Le 1er octobre 2011, dans un appartement parisien de l’avenue Foch, un échange a eu lieu entre Jeffrey Epstein et Nicolas Princen, alors proche collaborateur de Nicolas Sarkozy. Les éléments de cette rencontre apparaissent dans un courriel retrouvé parmi « les millions de pages rendues publiques par le ministère américain de la justice fin janvier », selon le récit publié dans Le Monde. Le rendez‑vous, présenté par M. Princen comme strictement professionnel, n’a, d’après lui, « eu aucune suite ».
Le dîner : échanges entre trois protagonistes
Le message initial, signé Ian Osborne — qualifié dans les documents comme multimillionnaire et aujourd’hui administrateur d’Havas — commence par : « Je viens aux nouvelles s’agissant du dîner avec Nicolas Princen de l’Elysée. » La conversation, datée du samedi 1er octobre 2011, porte sur les détails pratiques : lieu, heure, et organisation de la soirée.
Jeffrey Epstein répond sobrement « Dîner ok ». Ian Osborne relance pour fixer l’horaire : « On dîne dehors ou chez toi, et à quelle heure ? » La réponse d’Epstein est reproduite dans les documents : « Viens à la maison, amène tes potes. On peut parler, dîner, et si je suis encore réveillé, sortir dehors. » Ces échanges montrent la mise en place d’un rendez‑vous informel, au domicile parisien d’Epstein.
La version de Nicolas Princen : rencontre « strictement professionnelle »
Interrogé par Le Monde, Nicolas Princen, présenté à l’époque comme le « M. Internet » de Nicolas Sarkozy, décrit la rencontre de manière distanciée. Il évoque « le souvenir d’un grand salon de réception très impersonnel, où nous avons discuté ». Il qualifie le rendez‑vous de professionnel et sans objectif manifeste du point de vue d’Epstein.
Princen ajoute qu’il a perçu une absence d’un projet concret venant de l’homme d’affaires américain : « Cet homme n’avait aucun projet concret à faire valoir, ce qui a rendu la rencontre peu intéressante, et assez inutile au final. C’est pourquoi je ne lui ai donné aucune suite. » L’ex‑conseiller était alors âgé de 42 ans et, selon le texte d’origine, travaille désormais dans le secteur scolaire.
Le témoignage de Princen insiste sur la brièveté et la nature professionnelle de l’entretien. Il le distingue des rencontres habituellement fructueuses avec des entrepreneurs ou investisseurs étrangers qui recherchaient des informations sur la France, parfois dans l’optique d’y investir.
Contexte documentaire et portée des révélations
Les éléments cités proviennent, selon l’article initial, d’un corpus de documents rendu public par le ministère américain de la justice « fin janvier ». Ces pièces comprennent notamment des courriels mentionnant Ian Osborne et les échanges préparatoires au dîner.

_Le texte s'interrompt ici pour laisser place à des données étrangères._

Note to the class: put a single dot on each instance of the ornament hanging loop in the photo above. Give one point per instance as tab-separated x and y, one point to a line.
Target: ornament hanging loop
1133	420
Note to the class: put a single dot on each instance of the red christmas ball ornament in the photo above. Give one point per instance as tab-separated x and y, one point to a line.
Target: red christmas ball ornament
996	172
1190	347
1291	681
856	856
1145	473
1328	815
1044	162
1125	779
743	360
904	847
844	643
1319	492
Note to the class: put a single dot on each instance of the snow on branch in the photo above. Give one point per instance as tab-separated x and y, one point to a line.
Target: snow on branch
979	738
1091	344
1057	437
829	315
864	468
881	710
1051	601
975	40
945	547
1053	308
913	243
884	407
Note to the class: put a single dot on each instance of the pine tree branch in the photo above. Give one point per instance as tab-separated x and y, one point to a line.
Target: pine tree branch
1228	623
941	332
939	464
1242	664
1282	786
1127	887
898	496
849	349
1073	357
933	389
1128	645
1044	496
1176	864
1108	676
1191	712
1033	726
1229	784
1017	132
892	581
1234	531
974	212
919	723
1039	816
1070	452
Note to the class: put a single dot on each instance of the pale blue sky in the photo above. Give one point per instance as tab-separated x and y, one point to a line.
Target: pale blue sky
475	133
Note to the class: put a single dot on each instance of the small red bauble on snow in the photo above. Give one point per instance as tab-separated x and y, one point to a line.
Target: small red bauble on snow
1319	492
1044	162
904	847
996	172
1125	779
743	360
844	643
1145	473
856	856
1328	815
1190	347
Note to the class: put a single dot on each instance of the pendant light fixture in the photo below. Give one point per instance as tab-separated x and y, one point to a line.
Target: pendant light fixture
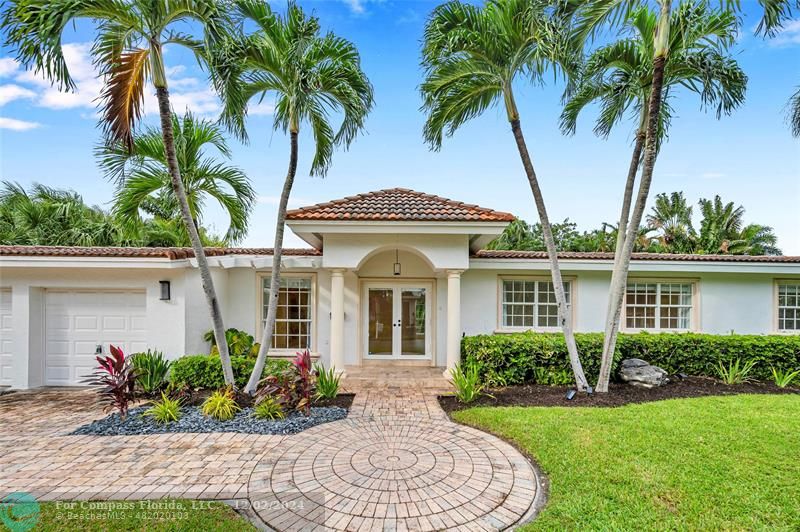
396	261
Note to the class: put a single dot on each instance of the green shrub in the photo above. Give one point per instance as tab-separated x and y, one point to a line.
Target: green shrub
164	411
466	382
784	378
151	370
205	371
735	372
504	359
239	342
221	405
269	408
327	382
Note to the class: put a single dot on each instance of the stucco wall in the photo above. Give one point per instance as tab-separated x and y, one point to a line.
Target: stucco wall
166	323
739	303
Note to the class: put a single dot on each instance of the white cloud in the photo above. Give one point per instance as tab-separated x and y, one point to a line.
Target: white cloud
187	92
261	109
8	66
356	6
293	202
17	125
9	93
712	175
788	36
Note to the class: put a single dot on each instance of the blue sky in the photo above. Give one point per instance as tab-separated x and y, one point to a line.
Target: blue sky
749	157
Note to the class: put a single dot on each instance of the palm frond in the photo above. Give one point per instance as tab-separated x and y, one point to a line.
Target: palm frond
123	95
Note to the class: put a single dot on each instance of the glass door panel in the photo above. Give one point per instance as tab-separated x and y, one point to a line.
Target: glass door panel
412	322
381	319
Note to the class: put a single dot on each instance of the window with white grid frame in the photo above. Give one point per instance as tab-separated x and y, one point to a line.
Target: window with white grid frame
530	304
789	307
293	321
659	306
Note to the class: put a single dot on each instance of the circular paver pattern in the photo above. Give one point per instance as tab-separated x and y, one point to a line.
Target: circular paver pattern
393	473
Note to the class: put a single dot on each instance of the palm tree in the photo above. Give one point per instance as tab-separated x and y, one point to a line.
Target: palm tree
472	57
50	217
755	239
686	48
146	186
310	76
128	49
722	230
793	115
671	217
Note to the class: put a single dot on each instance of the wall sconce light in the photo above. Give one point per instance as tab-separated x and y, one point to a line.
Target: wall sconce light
165	290
396	262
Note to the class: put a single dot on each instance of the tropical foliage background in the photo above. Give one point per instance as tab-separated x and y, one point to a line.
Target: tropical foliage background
669	228
44	216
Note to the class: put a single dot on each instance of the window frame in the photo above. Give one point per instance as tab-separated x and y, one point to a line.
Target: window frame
694	319
262	277
570	280
776	308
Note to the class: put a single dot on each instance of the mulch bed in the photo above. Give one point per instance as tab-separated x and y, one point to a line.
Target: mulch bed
343	400
618	394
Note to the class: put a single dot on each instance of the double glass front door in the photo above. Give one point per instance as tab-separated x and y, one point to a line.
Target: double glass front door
397	320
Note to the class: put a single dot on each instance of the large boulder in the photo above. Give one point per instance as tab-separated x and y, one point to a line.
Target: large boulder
637	372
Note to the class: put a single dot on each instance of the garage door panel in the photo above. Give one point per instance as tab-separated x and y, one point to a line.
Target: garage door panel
78	321
139	324
86	323
56	321
116	323
6	338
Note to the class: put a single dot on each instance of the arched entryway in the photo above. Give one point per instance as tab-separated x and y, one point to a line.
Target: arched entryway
397	290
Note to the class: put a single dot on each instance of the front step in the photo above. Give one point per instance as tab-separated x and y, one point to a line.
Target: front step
395	376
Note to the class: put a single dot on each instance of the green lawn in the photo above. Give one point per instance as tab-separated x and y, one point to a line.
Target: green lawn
715	463
192	515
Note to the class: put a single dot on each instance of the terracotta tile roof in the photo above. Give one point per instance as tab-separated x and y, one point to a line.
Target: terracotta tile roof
118	252
399	204
581	255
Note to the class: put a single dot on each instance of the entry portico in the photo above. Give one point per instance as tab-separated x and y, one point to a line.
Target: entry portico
401	254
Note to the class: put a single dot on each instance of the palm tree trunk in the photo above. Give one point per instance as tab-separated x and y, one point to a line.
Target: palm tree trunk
564	315
180	194
275	280
607	358
620	276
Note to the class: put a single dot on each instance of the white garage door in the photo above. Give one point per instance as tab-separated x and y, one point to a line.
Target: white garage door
78	321
6	337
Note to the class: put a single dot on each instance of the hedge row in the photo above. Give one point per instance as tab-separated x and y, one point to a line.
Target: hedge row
504	359
205	371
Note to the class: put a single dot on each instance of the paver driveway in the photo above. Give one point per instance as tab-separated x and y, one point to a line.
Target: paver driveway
396	463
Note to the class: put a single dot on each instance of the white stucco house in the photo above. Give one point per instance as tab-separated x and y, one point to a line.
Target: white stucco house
393	277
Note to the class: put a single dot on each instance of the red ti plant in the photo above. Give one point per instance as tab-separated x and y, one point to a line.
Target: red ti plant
292	388
116	376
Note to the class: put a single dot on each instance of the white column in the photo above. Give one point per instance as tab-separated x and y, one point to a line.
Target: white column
453	320
337	320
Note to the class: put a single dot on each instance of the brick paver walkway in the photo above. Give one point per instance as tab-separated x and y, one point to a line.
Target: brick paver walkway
395	463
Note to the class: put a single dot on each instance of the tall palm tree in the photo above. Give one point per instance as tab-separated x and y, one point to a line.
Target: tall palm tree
146	186
793	115
686	48
671	217
129	50
310	76
472	57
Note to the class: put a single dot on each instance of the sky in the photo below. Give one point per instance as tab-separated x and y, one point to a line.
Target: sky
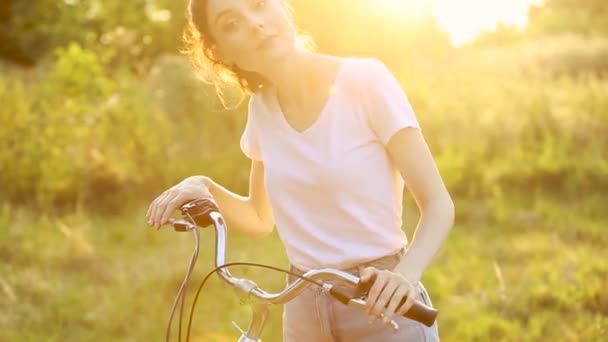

Le Monde a interrogé Nicolas Princen qui a confirmé sa présence et son appréciation de la rencontre.
Dans la chronologie fournie, la date précise du rendez‑vous — 1er octobre 2011 — et la localisation — un appartement avenue Foch à Paris — sont conservées. La description des échanges reproduit les formulations des courriels tels qu’ils ont été cités dans le compte rendu, notamment les phrases brèves d’Epstein et la relance d’Osborne.
Le récit met en lumière, à travers un cas concret, la manière dont Jeffrey Epstein cherchait à établir des contacts internationaux. Selon la version rapportée par Princen, ces tentatives n’ont pas donné de suite dans ce cas précis, faute d’un projet ou d’une proposition clairement énoncée par Epstein.
Ce que dit (et ne dit) pas le compte rendu
L’article d’origine rapporte des citations et des éléments factuels tirés de documents judiciaires et d’un entretien. Il ne détaille ni discussions ultérieures ni échanges écrits supplémentaires impliquant Nicolas Princen. La formulation « sans aucune suite » reflète l’appréciation de l’ex‑conseiller et non une décision officielle ou judiciaire portée par une autre autorité.
De même, le texte cité ne précise pas la nature exacte de certaines mentions — par exemple les raisons qui ont conduit Ian Osborne à proposer ce dîner ou le motif précis de la visite d’Epstein à Paris — au‑delà des lignes reproduites. Les informations présentées ici respectent les éléments fournis dans le compte rendu et évitent toute interprétation non documentée.
En somme, la rencontre du 1er octobre 2011 reste, d’après les pièces citées et la version de Nicolas Princen, un échange ponctuel et professionnel, qui n’a pas abouti à une collaboration ni à un suivi identifiable. Les documents publics mentionnés donnent un éclairage sur la tentative de contact, sans pour autant en établir des conséquences concrètes pour l’ancien conseiller de l’Elysée.